The fungus also produces chlamydospores on short lateral hyphae in chains, which are oval, thick walled and brown in colour. The perithecia are flask shaped with a very long neck. The bulbous base of the perithecium is hyaline or pale yellow, 200-300µm in diameter and ornamented with irregularly shaped, knobbed appendages. The ostiole is covered by numerous pale-brown, erect tapering hyphae. Asci are clavate and measures 25x10µm and ascospores are single celled, hyaline, ellipsoid, more convex on one side, measures 7-10 x 2.5-4µm.


Favourable Conditions

  • Poorly drained fields.
  • Heavy clay soils
  • Temperature of 25-30o C
  •  Prolonged rainfall after planting.


Disease Cycle
The fungus survives as conidia and chlamydospores in the soil and in the infected, burried cane tissues. The inoculum moves from field to field through wind-borne conidia or irrigation or rain water.
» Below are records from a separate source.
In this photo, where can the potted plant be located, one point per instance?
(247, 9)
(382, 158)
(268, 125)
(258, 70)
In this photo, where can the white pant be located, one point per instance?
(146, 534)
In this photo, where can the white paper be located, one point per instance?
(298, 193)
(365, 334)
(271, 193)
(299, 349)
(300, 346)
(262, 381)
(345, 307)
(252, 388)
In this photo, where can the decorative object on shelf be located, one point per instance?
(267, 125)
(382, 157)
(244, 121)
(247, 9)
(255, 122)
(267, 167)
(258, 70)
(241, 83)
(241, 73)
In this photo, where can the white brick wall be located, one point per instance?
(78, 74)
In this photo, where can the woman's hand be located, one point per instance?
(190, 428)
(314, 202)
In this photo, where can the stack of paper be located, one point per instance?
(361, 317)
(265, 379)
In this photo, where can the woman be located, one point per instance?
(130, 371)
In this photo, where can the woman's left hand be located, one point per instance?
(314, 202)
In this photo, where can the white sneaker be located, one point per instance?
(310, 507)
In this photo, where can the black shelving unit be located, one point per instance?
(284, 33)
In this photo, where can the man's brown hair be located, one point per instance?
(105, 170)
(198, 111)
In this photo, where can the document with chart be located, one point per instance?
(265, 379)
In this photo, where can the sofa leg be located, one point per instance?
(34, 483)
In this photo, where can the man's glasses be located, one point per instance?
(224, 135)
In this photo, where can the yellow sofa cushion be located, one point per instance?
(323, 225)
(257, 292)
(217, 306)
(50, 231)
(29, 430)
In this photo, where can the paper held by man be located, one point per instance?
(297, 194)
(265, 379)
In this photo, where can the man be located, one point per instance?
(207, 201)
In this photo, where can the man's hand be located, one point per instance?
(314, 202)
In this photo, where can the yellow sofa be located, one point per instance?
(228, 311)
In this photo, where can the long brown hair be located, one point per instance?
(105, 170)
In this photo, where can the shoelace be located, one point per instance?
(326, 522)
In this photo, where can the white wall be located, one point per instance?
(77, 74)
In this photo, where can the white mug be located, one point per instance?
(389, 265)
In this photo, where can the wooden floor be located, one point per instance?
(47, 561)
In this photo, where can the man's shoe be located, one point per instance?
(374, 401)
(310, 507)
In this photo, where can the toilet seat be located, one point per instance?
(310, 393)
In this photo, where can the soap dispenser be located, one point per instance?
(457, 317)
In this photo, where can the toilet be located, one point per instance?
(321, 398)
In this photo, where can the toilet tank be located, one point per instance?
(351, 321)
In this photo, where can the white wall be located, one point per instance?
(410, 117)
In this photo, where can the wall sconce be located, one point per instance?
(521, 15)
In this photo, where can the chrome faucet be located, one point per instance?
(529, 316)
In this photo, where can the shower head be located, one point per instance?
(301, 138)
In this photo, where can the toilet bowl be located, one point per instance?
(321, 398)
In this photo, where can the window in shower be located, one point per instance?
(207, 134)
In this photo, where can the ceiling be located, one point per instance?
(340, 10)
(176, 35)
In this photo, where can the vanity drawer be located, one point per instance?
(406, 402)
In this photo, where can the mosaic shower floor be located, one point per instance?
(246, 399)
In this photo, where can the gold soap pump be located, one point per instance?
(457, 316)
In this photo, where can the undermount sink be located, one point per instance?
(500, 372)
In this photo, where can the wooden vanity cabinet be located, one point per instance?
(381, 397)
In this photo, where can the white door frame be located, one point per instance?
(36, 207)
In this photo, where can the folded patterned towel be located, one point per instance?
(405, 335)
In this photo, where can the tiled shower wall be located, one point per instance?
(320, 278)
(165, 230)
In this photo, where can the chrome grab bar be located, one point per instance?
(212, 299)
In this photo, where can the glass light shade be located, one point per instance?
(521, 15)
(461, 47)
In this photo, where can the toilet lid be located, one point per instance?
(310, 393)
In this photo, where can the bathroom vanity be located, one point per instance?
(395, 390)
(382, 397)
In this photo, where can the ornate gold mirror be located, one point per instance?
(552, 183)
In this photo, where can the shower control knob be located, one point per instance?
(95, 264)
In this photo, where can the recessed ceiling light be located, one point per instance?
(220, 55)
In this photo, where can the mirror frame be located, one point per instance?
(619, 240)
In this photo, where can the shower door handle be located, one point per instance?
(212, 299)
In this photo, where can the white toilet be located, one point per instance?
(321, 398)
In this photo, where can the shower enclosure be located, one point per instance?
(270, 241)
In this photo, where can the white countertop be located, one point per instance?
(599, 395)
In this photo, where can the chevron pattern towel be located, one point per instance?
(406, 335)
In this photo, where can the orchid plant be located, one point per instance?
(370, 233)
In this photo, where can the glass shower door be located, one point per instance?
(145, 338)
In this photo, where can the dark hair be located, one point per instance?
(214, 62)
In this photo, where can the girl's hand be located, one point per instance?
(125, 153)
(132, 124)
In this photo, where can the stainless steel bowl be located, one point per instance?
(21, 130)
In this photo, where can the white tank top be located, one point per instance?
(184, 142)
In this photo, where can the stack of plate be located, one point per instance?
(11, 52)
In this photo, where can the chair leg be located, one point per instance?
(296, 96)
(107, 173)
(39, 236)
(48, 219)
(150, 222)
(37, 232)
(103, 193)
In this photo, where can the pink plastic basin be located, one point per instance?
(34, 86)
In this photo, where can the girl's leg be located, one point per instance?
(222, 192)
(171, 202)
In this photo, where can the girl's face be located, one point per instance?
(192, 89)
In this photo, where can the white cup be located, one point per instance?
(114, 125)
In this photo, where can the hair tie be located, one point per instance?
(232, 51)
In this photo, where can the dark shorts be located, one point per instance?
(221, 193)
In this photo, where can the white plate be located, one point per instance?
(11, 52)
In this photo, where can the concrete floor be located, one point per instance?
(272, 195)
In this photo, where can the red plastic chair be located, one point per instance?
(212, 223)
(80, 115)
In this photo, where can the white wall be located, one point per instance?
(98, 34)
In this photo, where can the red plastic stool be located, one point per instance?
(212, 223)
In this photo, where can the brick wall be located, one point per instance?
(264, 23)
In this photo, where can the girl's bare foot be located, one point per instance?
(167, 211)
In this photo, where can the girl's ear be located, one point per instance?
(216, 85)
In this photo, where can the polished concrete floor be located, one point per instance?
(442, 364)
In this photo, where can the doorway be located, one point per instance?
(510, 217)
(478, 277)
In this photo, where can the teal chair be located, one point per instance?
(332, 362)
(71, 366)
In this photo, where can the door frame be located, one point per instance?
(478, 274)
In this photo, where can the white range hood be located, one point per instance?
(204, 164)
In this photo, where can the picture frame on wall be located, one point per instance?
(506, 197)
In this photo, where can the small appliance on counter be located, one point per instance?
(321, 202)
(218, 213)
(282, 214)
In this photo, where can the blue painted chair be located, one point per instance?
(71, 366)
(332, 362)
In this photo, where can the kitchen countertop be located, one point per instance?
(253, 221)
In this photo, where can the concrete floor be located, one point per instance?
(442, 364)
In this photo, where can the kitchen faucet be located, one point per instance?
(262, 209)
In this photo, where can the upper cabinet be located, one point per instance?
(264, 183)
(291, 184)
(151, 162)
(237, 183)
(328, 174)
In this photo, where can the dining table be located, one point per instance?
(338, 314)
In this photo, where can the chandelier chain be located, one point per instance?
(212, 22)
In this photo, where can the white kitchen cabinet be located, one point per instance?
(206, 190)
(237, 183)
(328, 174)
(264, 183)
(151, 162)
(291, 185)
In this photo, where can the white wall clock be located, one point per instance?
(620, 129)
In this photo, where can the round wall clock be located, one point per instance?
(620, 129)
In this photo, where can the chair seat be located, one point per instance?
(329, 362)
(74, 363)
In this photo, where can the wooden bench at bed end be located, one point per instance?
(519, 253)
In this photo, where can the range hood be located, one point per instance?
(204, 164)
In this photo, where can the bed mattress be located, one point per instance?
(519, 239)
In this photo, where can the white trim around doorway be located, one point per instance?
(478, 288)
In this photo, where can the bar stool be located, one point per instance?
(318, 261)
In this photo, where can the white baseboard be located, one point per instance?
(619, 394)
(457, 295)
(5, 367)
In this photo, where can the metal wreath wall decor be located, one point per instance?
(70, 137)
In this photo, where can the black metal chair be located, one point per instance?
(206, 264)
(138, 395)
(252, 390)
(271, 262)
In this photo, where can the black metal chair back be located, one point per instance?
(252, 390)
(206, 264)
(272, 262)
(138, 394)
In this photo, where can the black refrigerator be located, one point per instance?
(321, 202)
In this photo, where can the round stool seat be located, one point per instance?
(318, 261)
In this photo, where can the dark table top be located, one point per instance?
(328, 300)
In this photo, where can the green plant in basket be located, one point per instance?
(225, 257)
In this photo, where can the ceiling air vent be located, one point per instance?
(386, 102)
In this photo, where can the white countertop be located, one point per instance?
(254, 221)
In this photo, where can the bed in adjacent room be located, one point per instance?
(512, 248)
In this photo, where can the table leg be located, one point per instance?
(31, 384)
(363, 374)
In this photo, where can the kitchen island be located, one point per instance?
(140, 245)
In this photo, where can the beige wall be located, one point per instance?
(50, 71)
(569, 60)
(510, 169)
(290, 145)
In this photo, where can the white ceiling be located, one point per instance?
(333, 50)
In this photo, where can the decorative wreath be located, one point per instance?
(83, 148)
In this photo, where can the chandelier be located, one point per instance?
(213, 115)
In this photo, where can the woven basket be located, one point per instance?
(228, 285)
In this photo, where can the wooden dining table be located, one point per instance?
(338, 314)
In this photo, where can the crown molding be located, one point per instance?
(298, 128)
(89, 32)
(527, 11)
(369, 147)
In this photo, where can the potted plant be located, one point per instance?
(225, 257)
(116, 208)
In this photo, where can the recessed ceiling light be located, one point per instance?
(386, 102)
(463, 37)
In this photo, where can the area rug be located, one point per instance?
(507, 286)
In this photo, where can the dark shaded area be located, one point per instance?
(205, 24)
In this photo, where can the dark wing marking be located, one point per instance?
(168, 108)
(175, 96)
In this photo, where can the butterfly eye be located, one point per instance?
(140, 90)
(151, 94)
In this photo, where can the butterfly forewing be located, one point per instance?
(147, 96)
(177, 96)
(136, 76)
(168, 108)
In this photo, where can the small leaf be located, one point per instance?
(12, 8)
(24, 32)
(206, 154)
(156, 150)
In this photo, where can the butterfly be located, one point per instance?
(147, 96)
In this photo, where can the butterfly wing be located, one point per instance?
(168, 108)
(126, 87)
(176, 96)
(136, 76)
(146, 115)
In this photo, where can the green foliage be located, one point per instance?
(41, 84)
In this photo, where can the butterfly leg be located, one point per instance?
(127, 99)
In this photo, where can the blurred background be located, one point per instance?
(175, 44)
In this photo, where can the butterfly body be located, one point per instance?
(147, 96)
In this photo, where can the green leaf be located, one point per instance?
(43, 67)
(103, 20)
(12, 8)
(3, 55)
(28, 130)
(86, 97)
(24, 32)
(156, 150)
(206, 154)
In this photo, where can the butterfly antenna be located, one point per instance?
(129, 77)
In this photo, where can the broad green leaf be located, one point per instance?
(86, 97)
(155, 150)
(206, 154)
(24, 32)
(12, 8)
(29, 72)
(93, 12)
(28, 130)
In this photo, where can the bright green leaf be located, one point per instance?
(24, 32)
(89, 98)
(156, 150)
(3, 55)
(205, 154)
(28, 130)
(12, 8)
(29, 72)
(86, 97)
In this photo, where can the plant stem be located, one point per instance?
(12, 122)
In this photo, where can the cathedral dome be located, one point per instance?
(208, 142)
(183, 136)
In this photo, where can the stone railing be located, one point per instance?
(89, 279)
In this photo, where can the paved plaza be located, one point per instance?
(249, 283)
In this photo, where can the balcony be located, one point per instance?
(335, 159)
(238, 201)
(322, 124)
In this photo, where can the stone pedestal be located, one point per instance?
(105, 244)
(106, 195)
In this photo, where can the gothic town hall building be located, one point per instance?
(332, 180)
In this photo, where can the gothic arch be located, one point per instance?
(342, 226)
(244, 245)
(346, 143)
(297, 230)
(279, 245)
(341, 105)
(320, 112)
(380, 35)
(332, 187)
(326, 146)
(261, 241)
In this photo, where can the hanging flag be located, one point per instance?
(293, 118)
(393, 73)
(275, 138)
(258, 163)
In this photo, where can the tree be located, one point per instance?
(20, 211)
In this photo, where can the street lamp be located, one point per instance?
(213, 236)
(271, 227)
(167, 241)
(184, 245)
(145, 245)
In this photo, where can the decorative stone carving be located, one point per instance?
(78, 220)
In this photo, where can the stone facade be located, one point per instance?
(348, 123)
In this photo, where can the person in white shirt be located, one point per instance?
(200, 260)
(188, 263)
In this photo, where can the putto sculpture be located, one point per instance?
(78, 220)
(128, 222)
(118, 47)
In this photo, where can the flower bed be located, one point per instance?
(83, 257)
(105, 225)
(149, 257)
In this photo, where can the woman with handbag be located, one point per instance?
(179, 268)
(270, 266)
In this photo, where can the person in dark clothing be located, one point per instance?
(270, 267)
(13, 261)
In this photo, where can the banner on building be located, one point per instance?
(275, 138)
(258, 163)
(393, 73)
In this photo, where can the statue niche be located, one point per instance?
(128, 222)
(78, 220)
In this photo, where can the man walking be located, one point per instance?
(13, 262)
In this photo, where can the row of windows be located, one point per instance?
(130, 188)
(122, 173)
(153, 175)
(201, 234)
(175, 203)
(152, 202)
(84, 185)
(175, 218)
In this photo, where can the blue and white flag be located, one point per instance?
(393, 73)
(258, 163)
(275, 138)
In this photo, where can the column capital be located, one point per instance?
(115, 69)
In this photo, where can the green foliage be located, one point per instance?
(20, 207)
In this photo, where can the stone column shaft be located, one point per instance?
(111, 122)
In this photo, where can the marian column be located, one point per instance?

Inside the sett it spreads rapidly through the parenchymatous tissues and causes sett rot.
The insects like cane borer (Diatraea dyari) also helps in the spread of the disease. The pathogen also survives on coconut, cocoa, mango, papaya, coffee, maize and arecanut.  Insects also play a part in the dissemination of the pathogen.



Set Treatment Video


  • Soak the setts in 0.05% Carbendazim 15 minutes.
  • Use long setts having 3 or 4 buds.
  • Provide adequate drainage during rainy seasons.